As previously explained, since at the time of their importation, the boxes of imported garland light sets were marked Canada instead of China, the pine garland light sets were not legally marked to indicate their country of origin. In addition, there is no evidence in the record to show that the garland light sets were subsequently, exported, destroyed or remarked under CBP supervision prior to liquidation of the entries. Consequently, the evidence presented in the record establishes that the two basic prerequisites for imposing marking duties on the shipments of imported merchandise are present in this case. Therefore, in this case we find that marking duties were properly assessed.

HOLDING:

In this case, the country of origin of the pine garland light sets under the NAFTA marking rules is China. Therefore, the pine garland light sets should have been marked to indicate that their country of origin was China. In this instance, since the goods were not legally marked with their country of origin at the time of their importation, and they were not subsequently exported, destroyed, or remarked under CBP supervision prior to liquidation of the entries, the assessment of marking duties of ten percent against the entries was proper.
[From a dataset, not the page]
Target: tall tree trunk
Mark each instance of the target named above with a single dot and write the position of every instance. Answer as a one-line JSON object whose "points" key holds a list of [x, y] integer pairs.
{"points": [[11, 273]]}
Therefore, you are directed to DENY the protest in full. In accordance with the Protest/Petition Processing Handbook, (CIS HB, January 2002, pp 18 and 21), you are to mail this decision, together with the CF19, to the protestant no later than 60 days from the date of this letter. Any reliquidation of the entry in accordance with the decision must be accomplished prior to mailing the decision. Sixty days from the date of the decision the Office of Regulations and Rulings will make the decision available to CBP personnel and to the public on the CBP Home Page on the World Wide Web at www.cbp.gov, by means of the Freedom of Information Act and other methods of public distribution.